Wednesday, August 1, 2012
This morning I traveled down to Oak Creek Village to get worked on by a Medical Intuitive/Psychic Healer. I was diagnosed with Cerebellar Degeneration in 1988. At that point, I was told by several doctors at major hospitals that I would never get better and would continue to get worse. Also at that point I had been getting noticeably worse for about twenty years and very rapidly worse for the prior six months. I have gotten quite a bit better since then, contrary to what I was told would happen. My disability stopped getting worse and started getting better the week I began practicing things like unconditional love, meditation, visualization and energy work. I have never noticed my disability (primarily balance and coordination) getting worse, though I have had other problems.

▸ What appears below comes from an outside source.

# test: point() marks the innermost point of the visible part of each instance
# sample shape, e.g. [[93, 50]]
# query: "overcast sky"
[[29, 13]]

I have also been dealing with what the neurologists call a dystonia since early 2006. The dystonia got quite a bit worse late in 2010. The dystonia is a major spasticity in my jaw which makes it very difficult to talk or chew. It also causes me to bite my tongue and cheeks. The biting used to be several times a day and is now every couple of weeks. I used to not be able to relax my jaw at all. It was in constant motion, even when trying to sleep. Now it is relaxed except when eating or talking. Once again, the medical profession could do nothing to help the dystonia beyond offering me palliative pain medication, Botox and muscle relaxants. Also once again, I used alternative techniques, more intensely and added the healer mentioned above. The results have been positive but not immediate.
For obvious reasons, I now believe in the mind-body connection and the power of love and connection to heal. I would be silly not to. I have also taught these techniques to several others, with similar results.